Paul Wilson vom World Platinum Investment Council: „Wir glauben, dass die Preisanomalie nicht von Dauer sein wird“
Herr Wilson, wie würden Sie die Position von Platin auf dem europäischen Markt im Vergleich zu Gold und Silber beschreiben?
Viele Anleger in Europa sind sich der Tatsache bewusst, dass Platin ein Investitionsgut ist. Leider wird jedoch in Europa auf Anlageplatin Mehrwertsteuer erhoben, die auf Goldbarren und Münzen nicht erhoben wird.
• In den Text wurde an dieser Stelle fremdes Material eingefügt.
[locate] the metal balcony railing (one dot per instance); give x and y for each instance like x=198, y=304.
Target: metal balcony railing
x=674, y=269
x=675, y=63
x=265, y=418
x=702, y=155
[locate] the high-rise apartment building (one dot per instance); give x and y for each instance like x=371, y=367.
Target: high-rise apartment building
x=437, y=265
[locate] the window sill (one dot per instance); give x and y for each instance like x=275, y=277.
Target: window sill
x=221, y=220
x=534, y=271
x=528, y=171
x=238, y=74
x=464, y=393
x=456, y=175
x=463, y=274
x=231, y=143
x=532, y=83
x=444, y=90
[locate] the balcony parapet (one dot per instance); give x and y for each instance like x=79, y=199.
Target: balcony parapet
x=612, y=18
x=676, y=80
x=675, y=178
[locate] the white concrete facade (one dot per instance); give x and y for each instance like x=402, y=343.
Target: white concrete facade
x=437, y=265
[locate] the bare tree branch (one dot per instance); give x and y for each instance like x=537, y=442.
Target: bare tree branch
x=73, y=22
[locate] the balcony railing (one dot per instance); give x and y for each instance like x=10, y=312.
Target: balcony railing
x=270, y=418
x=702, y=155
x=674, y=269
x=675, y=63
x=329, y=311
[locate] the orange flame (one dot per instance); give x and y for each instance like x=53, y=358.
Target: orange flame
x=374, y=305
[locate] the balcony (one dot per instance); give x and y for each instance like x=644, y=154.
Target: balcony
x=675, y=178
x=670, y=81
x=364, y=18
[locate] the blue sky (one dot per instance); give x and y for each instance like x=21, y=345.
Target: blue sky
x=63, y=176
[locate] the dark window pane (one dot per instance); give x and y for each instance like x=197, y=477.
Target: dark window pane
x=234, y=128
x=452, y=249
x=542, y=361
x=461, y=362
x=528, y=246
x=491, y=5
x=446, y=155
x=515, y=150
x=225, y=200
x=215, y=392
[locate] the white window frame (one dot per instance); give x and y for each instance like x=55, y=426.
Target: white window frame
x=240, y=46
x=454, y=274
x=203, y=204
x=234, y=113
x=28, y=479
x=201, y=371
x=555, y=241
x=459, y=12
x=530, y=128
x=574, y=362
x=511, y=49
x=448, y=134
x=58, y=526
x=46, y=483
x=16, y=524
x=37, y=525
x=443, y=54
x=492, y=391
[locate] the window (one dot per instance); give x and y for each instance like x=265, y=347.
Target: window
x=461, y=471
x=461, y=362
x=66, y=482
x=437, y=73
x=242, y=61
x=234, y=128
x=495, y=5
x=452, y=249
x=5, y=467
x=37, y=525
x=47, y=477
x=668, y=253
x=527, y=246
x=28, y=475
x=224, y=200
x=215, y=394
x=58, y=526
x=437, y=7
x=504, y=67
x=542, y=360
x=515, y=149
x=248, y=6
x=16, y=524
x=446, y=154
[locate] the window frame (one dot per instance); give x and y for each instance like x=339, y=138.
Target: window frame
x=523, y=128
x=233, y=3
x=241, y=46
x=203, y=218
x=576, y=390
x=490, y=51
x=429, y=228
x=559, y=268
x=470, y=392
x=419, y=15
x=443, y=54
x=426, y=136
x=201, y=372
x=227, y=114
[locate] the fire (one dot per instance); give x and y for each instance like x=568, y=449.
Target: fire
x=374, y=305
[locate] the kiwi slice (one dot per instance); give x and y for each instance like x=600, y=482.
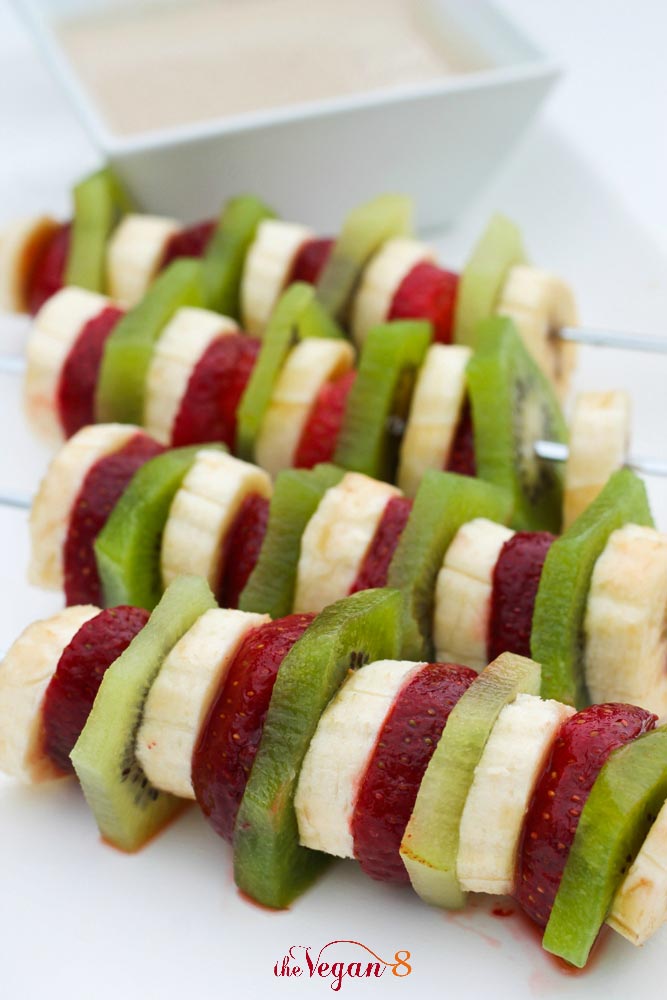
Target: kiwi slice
x=617, y=816
x=297, y=315
x=129, y=348
x=364, y=231
x=269, y=863
x=513, y=406
x=100, y=201
x=430, y=843
x=226, y=252
x=128, y=809
x=499, y=248
x=296, y=497
x=382, y=390
x=443, y=503
x=127, y=550
x=558, y=620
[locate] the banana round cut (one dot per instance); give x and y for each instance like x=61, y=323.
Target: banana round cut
x=52, y=507
x=434, y=416
x=337, y=538
x=463, y=593
x=599, y=439
x=182, y=343
x=501, y=791
x=134, y=255
x=55, y=330
x=339, y=753
x=182, y=694
x=25, y=674
x=625, y=640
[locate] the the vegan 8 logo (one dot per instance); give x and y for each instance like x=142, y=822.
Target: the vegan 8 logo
x=333, y=963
Europäische Anleger investieren in die sieben physisch gesicherten börsengehandelten Platinfonds (Exchange Traded Funds — ETFs), die an europäischen Börsen notiert sind, wobei das in diesen sieben Fonds verwaltete Vermögen Ende Juni 2020 688 Millionen Euro betrug. Europäische Investoren haben auch die Möglichkeit, Platin zu besitzen, das in ihrem Namen gelagert wird. Dabei muss keine Mehrwertsteuer entrichtet werden, wenn der Anleger das Platin nicht ausliefern lässt. Internetgestütztes Tresoreigentum an Platin (auch hier entfällt die Mehrwertsteuer) ist während der COVID-19-Pandemie populärer geworden.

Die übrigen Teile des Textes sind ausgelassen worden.